Monday, May 15, 2006

What's the Sound of One Hand Burning?

by Ken Houghton

Enlightenment
In the Monetization of the Internet, some firms realise sooner than others that keeping a quarter is better than losing a dollar.
Starting Monday, Vivid Entertainment says it will sell its adult films through the online movie service CinemaNow, allowing buyers to burn DVDs that will play on any screen, not just a computer.

It's another first for adult film companies that pioneered the home video market and rushed to the Internet when Hollywood studios still saw it as a threat.

The home video market revolutionised the porn industry, but required a complete revamping of the business model (e.g., the shift from shooting on film to tape for cost purposes and revamping the distribution system).
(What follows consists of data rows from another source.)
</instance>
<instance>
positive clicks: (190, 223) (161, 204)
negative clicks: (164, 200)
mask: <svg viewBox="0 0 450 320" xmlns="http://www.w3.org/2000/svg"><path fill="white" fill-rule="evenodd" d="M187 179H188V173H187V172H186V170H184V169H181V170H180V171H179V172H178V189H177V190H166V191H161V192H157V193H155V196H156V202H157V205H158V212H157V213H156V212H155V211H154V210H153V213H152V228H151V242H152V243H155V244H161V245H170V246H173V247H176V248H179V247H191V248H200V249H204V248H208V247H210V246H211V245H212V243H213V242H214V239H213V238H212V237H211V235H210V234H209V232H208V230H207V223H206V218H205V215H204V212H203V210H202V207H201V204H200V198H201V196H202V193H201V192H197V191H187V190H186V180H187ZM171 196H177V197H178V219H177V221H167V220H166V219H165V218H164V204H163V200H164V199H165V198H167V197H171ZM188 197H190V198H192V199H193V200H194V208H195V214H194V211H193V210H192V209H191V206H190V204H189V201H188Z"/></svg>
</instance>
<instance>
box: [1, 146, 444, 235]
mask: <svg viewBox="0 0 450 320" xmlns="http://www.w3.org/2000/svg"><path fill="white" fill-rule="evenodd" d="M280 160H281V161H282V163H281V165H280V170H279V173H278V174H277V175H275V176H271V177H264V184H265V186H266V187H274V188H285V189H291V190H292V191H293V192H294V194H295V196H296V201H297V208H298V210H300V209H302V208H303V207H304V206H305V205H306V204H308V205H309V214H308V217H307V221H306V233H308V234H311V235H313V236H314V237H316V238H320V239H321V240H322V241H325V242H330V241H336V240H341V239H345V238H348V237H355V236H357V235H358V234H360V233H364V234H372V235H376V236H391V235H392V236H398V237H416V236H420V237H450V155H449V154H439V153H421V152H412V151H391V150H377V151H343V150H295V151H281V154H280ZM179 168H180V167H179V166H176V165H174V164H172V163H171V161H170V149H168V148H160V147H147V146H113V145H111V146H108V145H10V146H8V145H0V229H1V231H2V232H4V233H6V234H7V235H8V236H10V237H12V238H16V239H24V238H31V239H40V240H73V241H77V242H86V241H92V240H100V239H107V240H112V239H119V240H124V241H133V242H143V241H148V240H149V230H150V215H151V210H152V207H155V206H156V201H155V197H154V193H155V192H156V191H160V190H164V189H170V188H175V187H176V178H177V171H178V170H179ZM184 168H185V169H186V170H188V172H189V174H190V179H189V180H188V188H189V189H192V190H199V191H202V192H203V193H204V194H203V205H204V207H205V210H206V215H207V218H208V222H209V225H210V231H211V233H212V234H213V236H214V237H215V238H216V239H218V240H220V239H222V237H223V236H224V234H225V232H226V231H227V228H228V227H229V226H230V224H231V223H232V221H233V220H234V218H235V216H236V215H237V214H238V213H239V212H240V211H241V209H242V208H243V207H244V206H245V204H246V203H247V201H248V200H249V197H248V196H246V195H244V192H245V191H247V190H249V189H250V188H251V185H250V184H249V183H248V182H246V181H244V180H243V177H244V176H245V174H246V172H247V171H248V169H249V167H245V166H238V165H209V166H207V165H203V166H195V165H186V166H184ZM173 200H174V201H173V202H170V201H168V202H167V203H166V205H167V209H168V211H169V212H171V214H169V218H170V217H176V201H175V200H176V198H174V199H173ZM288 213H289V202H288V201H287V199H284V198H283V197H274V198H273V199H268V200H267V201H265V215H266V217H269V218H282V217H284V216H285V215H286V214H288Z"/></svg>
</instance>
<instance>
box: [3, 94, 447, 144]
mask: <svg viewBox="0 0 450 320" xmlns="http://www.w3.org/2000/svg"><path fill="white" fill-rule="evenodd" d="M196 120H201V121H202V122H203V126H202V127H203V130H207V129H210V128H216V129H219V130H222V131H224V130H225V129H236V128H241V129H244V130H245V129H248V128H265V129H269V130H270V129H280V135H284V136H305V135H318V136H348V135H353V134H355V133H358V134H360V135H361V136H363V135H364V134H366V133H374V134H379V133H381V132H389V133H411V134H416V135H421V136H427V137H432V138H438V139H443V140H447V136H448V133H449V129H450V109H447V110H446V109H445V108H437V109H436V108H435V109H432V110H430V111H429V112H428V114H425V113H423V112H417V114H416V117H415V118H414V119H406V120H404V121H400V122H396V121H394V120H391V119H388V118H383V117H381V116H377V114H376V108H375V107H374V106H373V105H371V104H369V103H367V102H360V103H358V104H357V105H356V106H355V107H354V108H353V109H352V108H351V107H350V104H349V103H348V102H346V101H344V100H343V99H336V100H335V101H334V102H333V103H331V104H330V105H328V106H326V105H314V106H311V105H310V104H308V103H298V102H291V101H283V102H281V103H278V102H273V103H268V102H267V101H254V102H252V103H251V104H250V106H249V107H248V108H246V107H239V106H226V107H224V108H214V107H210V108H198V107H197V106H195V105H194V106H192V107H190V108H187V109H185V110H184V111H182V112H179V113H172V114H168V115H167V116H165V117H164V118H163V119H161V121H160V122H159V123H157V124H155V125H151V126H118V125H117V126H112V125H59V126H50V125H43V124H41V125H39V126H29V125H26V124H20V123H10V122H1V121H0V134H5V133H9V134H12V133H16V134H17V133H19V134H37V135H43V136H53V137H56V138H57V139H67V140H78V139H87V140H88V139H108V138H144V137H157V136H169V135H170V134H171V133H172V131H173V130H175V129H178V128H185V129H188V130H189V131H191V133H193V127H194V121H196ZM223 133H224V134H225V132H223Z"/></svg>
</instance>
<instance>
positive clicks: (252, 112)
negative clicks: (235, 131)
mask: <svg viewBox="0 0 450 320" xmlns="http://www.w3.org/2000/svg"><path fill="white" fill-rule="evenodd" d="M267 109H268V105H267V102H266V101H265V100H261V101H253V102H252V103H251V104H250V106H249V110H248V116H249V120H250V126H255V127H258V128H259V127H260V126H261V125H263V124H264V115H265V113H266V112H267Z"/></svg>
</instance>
See Boogie Nights for a reasonable fictional representation of the changes.

Some of that affected the Hollywood mainstream as well, but the savings weren't so great, and the studios attempted to maintain the business model that was centered on Theatrical Release. That, and other poor decisions--such as shooting films in television ratio (4:3 instead of 16:9)--belie the optimism of at least one analyst:
"The rest of Hollywood stands back and watches and lets the pornography industry work out all the bugs," [Michael Greeson] said.
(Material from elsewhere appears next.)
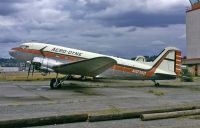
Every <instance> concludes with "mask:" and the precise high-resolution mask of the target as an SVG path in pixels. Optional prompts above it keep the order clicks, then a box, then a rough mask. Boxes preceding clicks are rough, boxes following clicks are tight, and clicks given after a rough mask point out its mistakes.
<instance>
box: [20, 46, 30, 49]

Lest we think this is self-promotion, Greeson doesn't work in or with the pornography industry directly--but he benefits from their marketing.
"Leave it to the porn industry once again to take the lead on this stuff," said Michael Greeson, founder of The Diffusion Group, a consumer electronics think tank in Plano, Texas. [emphasis mine]
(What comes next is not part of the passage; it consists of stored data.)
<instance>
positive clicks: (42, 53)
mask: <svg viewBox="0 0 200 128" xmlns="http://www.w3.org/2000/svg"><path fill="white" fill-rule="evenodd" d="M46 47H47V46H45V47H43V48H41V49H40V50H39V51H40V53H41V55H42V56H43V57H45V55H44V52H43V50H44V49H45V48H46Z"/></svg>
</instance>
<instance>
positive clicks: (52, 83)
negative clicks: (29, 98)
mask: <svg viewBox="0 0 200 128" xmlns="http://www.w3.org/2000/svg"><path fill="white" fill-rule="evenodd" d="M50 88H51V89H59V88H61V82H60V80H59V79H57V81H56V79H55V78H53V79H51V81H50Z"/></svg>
The article cautions that "[t]here are business and technology factors that make it easier for adult film companies to embrace new technology faster than traditional media." Trust me--or read the whole thing--that they don't raise any technology factors. And what is the main "business" factor?
[The major] studios are hesitant to anger large retailers such as Wal-Mart Stores Inc. and Blockbuster by selling DVD-ready downloads directly to consumers....

"We don't have to divvy up the pie," said Bill Asher, co-chairman and co-owner of Vivid Entertainment, the largest distributor of adult entertainment. "We sell in smaller stores, mainstream chains, but no one dominant component where we're going to get that phone call."

Translating those two paragraphs: the porn industry revised their business model in the late 1970s and early 1980s to concentrate on expanding their relationship with consumers. The major studios retained (indeed, expanded) their dependency on distributors--not consumers--of their product.

Is it any wonder that Mark Cuban argues that the studios aren't Quite Getting It?